So we've now established that a session is the frame in which a game needs to develop its ideas and create impact, and we know how this session is defined: logical stopping points. Bookending save points, quests, or a flexibly sized series of micro-tasks. We acknowledge that it's important for every session to have a beginning, middle, and end, not just every quest/level/task, because once the session ends, the game is out of the player's mind. Now the question remains: if each sitting is its own unique experience, how do we justify that a game can be composed of anywhere from one to a hundred of these? How do game sessions differentiate themselves from repeated viewings of the same movie?
(by the way, I notice at this point that some kind of obvious comparison to television exists, because these "sessions" I'm discussing are awfully similar to "episodes". The biggest difference is that games (like books) are terminal, while television programs often aren't. TV can meander and float about without any overarching purpose. Regardless, I find it no more sufficient to end the conversation by saying "TV works, hence video games work" than I do to use film or literature identically.)

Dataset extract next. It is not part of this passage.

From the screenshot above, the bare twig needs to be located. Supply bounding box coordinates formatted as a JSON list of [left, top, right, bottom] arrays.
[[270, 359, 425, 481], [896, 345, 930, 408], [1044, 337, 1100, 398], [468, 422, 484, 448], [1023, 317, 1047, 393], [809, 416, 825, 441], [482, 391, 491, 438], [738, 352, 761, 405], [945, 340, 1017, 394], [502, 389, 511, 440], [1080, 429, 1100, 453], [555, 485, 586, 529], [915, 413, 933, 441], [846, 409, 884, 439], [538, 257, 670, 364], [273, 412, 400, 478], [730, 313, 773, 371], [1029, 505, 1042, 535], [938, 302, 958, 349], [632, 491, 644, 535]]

Fun is a factor, but saying "make the game fun" makes me feel a bit brain-matter-deprived. If you can't trust your game to be good enough that players can't put it down, give them something to come back for. Dangle the carrot. Good example: XCOM. It's fun sure, but is that really what makes it addictive? The game keeps its portions small and the rewards coming, so you can stop anytime you want. It makes sure you don't want to stop (and that you want to come back after you do) by tying rewards into a linear chain. As soon as you reach one, the next becomes available. You play in anticipation of the immediate goal, then as soon as you reach that and start enjoying the payoff (like trying out that new lazer rifle), a new reward pops up on the horizon. This can be dragged out in the way that MMOs, action RPGs, and any games revolving around the word "loot" do it: randomizng the cycle. You don't know what the next treasure will be, and you don't know exactly when it'll come, but you know there's a virtually infinite supply out there and that it'll show up eventually. This establishes a player mentality of "maybe it's around the next corner" and keeps them coming back indefinitely, but gives enough reward that they can stop anytime and still be satisfied. Dark Souls uses an even more direct dangling carrot: place the reward right in front of the players face, just an inch out of reach, and then make it impossibly difficult to take a step forward.
It's not just a betimes dubious reward cycle that keeps us coming back though. That's implying a primitive dedication, an almost involuntary urge. Those games can be fun, challenging, and satisfying, and make for a great way to spend time, but let's not forget that ultimately we're discussing a narrative medium. Forget indefinitely repeating action for a second and look at how to promise a return will be worth the time. This seems an almost trivial question; make this session good, and they'll assume the next one will be. But each subsequent session requires a little bit more to make it play-worthy. What was awesome once isn't necessarily awesome twice, and you can't exactly get away with using the same plot point twice. It seems idiotic to even need to say this, but the entire length of a game needs to be supported with original content. A designer needs to be able to judge how many times they can repeat the same sequence before it gets old, and how draw that out by interspersing different ideas. How long can you keep me in one village, and how long after I leave it will I want to go back?
This structure is open for escalation and variation, and allows one game to tell a lot of different stories, as a book or TV show may. I'll get more in depth with this some other time, but for now it's the only ending you're going to get for our discussion of session play.